The Wolf of Comedy said...

This was um, something alright. I am a very new reader to your blog posts, and I must say, I am extremely pissed off, but in the best way. I'm mad at myself, and the world, for what has been instilled into my brain and other paleo fans. I am pissed that you have challenged what has been so widely accepted as fact. Honestly, reading these made me feel like an idiot. Projects such as Saurian show their dinosaurs in such a familiar way, that many do not challenge them or oppose them, because they do not stray from what we know and what we have come to accept. Eagle-like dromaeosaurs, lizard-lipped theropods, all of these things have become such the norm, that when someone like you comes in to challenge it, and you bring such a good arguement, I cannot help but to be pissed. So, it the end, I say to you, thanks. Thanks for pissing me and so many other dinosaur fans off. And I am not being sarcastic. I mean what I am saying. These blog posts challenge us to think so outside of the box, and realize that much of what we consider fact is just conveniently appealing speculation. I look forward to future blog posts to come.

Duane Nash said...

@wolf of comely Thanks Wolf of Comedy, love the name by the way. I am glad you are getting something from my posts and you seem open to new ideas. I don't think Saurian is all that bad and like their depictions a lot over all, so I don't want people to construe I am singling them out or such. Paleontology is just so interesting in that it blends science, culture, speculation, creativity all stitched together in a kind of emotional jig-saw puzzle of "paleoart".

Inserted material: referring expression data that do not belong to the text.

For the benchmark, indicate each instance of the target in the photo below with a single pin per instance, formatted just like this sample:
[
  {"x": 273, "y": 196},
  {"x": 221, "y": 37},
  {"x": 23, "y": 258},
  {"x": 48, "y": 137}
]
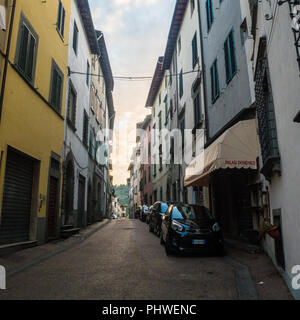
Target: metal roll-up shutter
[{"x": 15, "y": 219}]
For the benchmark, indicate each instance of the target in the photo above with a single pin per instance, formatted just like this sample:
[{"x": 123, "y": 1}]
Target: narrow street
[{"x": 123, "y": 261}]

@khalil Indeed I think the crux of the problem is what came first the reticula or the feather? I don't think it is resolved either way. That for me makes it hard to decisively pick a side and leave it some what open to peoples own preference at this point. It is interesting to think if stem mammals went through a similar transition of a more scaled like lizard lip oral margin to something more like what we see in modern carnivorans and if this transition was linked to the growth of hair and loss of scales.

The Wolf of Comedy said...

@Duane Nash no problem. Btw, love the beard

SbS said...

One theme amongst fleshy lipped creatures is incisiform premaxillary teeth as in Tyrannosaurs whose scraping tissue off (as evidenced) of fallen prey is very useful.


Nick Fonseca said...

I was just at the zoo and ended up watching the Tiliqua Rugosa AKA Shingleback Lizard AKA Blue-tongued skink. One decided to have a snack and I was able to see the mouth in action. What I found interesting outside of the creepy blue-black tongue, was that the "lips" were laid out similar to how you lay out the lips in your dinosaur representations. the lower "lip" is beveled in toward the tooth row and the upper "lip" overlapped the bevel. The main difference was the scales. In addition, the upper lip was fairly flexible. It was squishing and bending while it took bites of its lettuce. The scales didn't seem to keep the upper lip from moving around from the force of the bite. It reminded me of the image of the wolf biting the watermelon. I thought you might find the anecdote interesting.